What It Actually Takes to Type-Check Nix

Nix has two mature language servers and zero type checkers. This is not an oversight; it reflects genuine structural difficulty. John Sterrett’s writeup on building both a type checker and an LSP for Nix is worth reading precisely because it confronts that difficulty honestly, mapping out what bidirectional inference and row polymorphism can cover and where the approach hits a hard ceiling.

The Existing Landscape

The current tooling splits into two tools with opposite trade-offs. nil, written in Rust by oxalica, does fast scope-level analysis: goto-definition, find-references, rename across files, dead code detection on unused let bindings. It uses demand-driven incremental computation modeled on rust-analyzer’s Salsa framework. It works without a Nix installation, stays well under 100 MB of memory, and starts instantaneously. It does not do type inference. nixd takes the opposite approach, embedding libnixexpr and running the actual Nix evaluator to provide accurate, evaluation-backed completions for NixOS options and home-manager modules. When configured against a nixpkgs path, it knows which packages exist because it evaluated them. Initial startup can take minutes and multiple gigabytes of RAM.

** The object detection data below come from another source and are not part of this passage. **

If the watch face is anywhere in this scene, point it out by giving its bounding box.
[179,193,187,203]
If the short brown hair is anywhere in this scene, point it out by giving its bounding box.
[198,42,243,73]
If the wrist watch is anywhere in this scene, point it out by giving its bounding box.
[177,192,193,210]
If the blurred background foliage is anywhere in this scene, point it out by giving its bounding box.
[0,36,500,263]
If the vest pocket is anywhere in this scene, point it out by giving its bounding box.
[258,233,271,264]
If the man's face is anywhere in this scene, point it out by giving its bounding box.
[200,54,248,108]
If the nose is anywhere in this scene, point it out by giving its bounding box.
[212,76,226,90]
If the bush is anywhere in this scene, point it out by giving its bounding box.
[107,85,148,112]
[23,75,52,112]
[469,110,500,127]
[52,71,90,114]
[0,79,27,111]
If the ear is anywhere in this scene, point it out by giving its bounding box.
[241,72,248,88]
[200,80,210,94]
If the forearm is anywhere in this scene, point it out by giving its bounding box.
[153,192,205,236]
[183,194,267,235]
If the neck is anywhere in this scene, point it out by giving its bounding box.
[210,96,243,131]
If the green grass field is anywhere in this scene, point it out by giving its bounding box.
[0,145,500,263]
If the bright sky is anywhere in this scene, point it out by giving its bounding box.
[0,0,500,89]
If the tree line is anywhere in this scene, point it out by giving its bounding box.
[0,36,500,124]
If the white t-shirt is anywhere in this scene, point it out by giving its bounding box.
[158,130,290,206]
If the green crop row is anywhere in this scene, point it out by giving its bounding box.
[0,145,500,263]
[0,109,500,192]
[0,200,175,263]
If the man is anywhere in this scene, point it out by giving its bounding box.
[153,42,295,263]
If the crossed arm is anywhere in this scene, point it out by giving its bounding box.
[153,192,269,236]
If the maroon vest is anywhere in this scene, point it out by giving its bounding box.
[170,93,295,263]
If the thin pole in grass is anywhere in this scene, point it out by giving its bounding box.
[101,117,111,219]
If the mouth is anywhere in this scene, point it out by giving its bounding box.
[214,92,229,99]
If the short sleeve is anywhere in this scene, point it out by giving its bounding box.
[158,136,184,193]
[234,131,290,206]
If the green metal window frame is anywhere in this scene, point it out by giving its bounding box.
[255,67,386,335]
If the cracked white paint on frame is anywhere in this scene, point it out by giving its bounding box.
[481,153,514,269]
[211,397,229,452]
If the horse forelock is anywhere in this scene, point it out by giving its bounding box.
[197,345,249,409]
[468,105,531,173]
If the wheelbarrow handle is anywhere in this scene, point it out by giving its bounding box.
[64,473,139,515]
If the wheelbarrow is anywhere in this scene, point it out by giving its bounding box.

Neither tool tells you that you passed a string where a derivation was expected. That gap exists for reasons that go beyond implementation effort into type-theoretic limits specific to how Nix is designed.

Why Nix Resists Static Typing

Nix’s expression language was designed by Eelco Dolstra for correctness-by-construction in package management, not for static analyzability. Several of its core idioms resist type inference in ways that illuminate broader truths about type system design.

Lazy evaluation is the first complication. Nix is call-by-need: every binding creates a thunk evaluated only on demand. A type checker operating without evaluation must reason structurally about what thunks will produce when forced, tracking types through arbitrary chains of function application across files without running anything.

The with expression is harder. with pkgs; [ git vim curl ] injects the entire attribute set of pkgs into lexical scope. Standard Hindley-Milner inference depends on well-defined lexical scope, where every name resolves to a specific binding site. With with, that guarantee disappears. A name in scope might come from the with target or from an outer binding. Statically resolving which requires knowing the complete shape of the with target, which for pkgs means knowing the complete shape of nixpkgs, tens of thousands of attributes. TypeScript solved JavaScript’s with by banning it in strict mode. That option does not exist for Nix, because with lib; is idiomatic in nearly every NixOS module written.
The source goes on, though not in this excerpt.